SELECT a.date, a.id, GROUP_CONCAT(a.category) FROM staff_acccat a
INNER JOIN staff_acccat b ON a.date > b.date AND a.id = b.id
GROUP BY id;
+------------+-------+--------------------------+
| date       | id    | GROUP_CONCAT(a.category) |
+------------+-------+--------------------------+
| 2011-09-02 | buddy | 2ds,3dj                  |
+------------+-------+--------------------------+

 

At least I got rid of the old data, but data with no updates are all gone, so not quite there yet. Unless the idea is to then join the two sets of data somehow?

 

Could you elaborate a bit lot more?  :P

Um, sorry, I seem to have twisted myself all the way back to the start. I still don't know how to filter out the old data.

SELECT a.date, a.id, a.category FROM staff_acccat a
LEFT JOIN staff_acccat b ON a.date > b.date AND a.id = b.id

+------------+-------+----------+
| date       | id    | category |
+------------+-------+----------+
| 0000-00-00 | lyn   | 3ds      |
| 0000-00-00 | moonc | flms     |
| 0000-00-00 | moonc | vfxd     |
| 2011-09-02 | buddy | 2ds      |
| 2011-09-02 | buddy | 3dj      |
| 2011-09-01 | buddy | dess     |
+------------+-------+----------+

You'll need to add a where clause to select either (a) those without updates (i.e. b.id IS NULL) or (b) those with updates (a.date > b.date), not both.

 

Alternatively, you could UNION these two result sets -- might be easier to read, and definitely faster for the optimizer.

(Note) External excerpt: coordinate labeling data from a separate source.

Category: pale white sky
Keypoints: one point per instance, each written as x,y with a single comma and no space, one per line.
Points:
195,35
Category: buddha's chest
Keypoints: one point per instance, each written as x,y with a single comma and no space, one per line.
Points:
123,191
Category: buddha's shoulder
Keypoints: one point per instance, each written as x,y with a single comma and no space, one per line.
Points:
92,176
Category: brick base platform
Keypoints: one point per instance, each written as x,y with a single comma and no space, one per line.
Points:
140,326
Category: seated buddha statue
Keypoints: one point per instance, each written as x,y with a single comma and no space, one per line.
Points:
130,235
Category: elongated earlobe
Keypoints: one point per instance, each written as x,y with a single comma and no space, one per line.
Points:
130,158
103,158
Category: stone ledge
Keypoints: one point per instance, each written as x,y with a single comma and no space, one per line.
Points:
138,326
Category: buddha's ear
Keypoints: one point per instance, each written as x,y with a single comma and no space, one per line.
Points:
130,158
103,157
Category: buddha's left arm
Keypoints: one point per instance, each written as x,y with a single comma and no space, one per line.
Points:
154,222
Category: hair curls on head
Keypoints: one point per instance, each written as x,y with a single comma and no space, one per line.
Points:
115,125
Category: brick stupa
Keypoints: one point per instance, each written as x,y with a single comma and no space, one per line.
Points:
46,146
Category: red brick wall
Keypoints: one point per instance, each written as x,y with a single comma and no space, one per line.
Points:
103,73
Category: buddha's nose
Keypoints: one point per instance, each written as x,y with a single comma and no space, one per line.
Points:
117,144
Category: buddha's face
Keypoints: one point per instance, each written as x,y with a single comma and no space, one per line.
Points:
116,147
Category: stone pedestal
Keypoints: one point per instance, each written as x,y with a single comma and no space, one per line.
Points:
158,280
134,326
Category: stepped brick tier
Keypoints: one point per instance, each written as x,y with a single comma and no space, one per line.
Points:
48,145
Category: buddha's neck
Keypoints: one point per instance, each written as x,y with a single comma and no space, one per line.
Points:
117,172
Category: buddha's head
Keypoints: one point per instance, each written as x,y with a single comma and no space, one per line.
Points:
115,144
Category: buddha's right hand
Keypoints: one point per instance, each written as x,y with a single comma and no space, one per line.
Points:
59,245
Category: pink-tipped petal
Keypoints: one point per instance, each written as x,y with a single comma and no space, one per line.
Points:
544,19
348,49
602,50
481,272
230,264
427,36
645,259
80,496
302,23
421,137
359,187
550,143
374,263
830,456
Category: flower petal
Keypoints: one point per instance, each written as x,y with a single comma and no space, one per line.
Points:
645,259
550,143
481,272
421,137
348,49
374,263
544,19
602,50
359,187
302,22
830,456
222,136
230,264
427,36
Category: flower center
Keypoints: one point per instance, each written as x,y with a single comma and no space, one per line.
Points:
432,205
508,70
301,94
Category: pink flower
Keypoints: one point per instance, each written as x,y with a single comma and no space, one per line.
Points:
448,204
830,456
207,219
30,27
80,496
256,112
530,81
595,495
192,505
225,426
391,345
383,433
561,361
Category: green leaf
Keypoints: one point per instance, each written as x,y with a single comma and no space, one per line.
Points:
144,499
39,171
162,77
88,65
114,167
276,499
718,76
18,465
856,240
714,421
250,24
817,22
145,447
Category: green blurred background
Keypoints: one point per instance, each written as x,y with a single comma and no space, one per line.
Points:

Ignore my previous response -- I wasn't thinking straight.

 

See the answer I just posted here - http://www.phpfreaks.com/forums/index.php?topic=343277.0.

 

So:

SELECT a.date, a.id, a.category 
FROM staff_acccat a
LEFT JOIN staff_acccat b ON ( a.date < b.date AND a.id = b.id )
WHERE b.date IS NULL

 

Find all records for where there is no "more recent" match (on ID), looking at date.